(Tibetan) The name of a region and a monastery in Tibet, which is named after a sacred tree there.
"The Sephirotic tree of the Kabbalah and the Aswatta or sacred fig tree are symbols of divine wisdom. Zoroaster represented the nervous system and the liquid system of human beings by the "Haona"of the Mazdeists. Other symbols are the "Kumbum" of Tibet and the "Yggradsil," the Pheredydes oak of the ancient Celts." - Occult Medicine and Practical Magic
(quote from The Berzin Archives): Jampa-ling Monastery (sKu-"bum Byams-pa gling) was founded in 1583 by the Third Dalai Lama, Sonam-gyatso (rGyal-ba bSod-nams rgya-mtsho) (1543-1588). It was built in Amdo (A-mdo), near Lake Kokonor (mTsho-sngon), at the site where Tsongkhapa (rJe Tsong-kha-pa Blo-bzang grags-pa) (1357-1419), the founder of the Gelug Tradition, had been born. It was prophesied in several texts of the Kadam (bKa"-gdams) masters.

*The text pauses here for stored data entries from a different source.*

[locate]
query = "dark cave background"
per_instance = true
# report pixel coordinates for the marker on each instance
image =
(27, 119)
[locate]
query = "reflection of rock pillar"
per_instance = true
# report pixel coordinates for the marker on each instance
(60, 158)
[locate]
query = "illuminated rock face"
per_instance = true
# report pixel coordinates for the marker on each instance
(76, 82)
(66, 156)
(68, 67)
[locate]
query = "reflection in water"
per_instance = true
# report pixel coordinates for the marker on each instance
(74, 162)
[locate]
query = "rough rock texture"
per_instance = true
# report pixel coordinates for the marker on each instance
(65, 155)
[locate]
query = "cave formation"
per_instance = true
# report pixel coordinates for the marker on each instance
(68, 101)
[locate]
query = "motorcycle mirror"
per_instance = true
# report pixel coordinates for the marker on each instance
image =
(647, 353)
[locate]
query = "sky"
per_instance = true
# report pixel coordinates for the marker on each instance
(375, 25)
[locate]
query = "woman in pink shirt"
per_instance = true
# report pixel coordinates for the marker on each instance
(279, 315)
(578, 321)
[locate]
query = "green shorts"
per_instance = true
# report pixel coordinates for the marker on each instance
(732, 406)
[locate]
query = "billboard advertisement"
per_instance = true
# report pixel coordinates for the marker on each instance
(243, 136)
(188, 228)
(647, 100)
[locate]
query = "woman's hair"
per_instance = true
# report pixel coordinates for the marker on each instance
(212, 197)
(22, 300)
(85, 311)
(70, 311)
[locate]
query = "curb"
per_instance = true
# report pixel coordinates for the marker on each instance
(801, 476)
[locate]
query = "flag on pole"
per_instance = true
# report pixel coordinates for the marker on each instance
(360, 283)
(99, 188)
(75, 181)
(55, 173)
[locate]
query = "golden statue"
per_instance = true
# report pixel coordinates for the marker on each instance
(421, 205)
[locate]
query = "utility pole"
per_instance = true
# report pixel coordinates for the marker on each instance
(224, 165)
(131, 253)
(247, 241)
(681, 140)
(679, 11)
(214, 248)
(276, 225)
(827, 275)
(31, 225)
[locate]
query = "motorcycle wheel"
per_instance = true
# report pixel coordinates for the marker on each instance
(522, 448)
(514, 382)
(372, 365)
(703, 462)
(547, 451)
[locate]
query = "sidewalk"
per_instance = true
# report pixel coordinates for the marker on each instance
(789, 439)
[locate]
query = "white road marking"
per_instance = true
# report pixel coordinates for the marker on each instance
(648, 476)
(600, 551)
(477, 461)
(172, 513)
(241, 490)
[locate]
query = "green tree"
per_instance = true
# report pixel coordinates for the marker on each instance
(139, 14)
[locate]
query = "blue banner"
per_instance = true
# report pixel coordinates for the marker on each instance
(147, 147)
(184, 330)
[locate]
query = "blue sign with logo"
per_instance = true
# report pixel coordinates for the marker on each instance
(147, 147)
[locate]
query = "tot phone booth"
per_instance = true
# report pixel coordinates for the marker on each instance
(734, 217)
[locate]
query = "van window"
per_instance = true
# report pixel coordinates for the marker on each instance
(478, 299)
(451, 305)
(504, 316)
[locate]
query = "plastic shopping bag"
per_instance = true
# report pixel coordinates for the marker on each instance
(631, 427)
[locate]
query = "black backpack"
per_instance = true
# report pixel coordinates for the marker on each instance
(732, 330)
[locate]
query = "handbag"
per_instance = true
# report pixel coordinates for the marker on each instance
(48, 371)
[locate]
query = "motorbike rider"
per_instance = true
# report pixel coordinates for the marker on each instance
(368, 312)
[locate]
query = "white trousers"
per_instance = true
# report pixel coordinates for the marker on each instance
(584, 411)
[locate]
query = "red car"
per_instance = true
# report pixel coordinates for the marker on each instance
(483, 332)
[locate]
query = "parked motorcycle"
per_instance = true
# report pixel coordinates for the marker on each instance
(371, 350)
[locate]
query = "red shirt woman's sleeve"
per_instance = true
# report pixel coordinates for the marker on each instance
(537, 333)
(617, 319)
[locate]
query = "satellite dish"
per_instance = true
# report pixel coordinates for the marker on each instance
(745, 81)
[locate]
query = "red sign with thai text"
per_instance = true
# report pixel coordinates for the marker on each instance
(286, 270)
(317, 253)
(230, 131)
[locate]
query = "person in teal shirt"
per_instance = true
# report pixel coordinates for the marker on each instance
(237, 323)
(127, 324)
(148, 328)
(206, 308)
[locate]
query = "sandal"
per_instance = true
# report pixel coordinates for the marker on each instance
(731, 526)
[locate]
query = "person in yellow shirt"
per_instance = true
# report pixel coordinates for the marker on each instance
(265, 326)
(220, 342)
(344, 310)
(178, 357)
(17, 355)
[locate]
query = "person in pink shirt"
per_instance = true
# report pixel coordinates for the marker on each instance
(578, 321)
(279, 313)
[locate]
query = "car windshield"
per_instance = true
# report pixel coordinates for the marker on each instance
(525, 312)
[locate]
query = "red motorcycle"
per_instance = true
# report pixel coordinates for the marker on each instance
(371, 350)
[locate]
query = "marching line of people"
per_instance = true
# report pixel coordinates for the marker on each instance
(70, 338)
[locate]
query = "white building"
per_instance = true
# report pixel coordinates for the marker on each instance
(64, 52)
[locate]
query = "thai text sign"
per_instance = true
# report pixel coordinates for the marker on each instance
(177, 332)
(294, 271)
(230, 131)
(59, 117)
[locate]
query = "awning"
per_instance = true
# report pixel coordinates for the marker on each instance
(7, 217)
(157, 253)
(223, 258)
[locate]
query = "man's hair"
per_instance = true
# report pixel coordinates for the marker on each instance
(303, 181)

A drop of blood fell from Tsongkhapa"s umbilical cord when it was cut after his birth. From this drop grew a wondrous white sandlewood tree. It has a very broad trunk and 100,000 leaves, which it never sheds. In Tibetan, the number 100,000 merely signifies a very large number, and is not meant literally. On each leaf is an image of the Buddha Sinhanada (Seng-ge sgra). On the bark of the branches and trunk are the designs of the seed syllables and hand implements of this Buddha. In the future, Tsongkhapa will take birth as Sinhanada, the eleventh Buddha of the 1,000 who will grace the earth during this fortunate eon.In 1379, Tsongkhapa"s mother, with the help of the local faithful, built a small temple with a stupa around this tree. It stands to this day.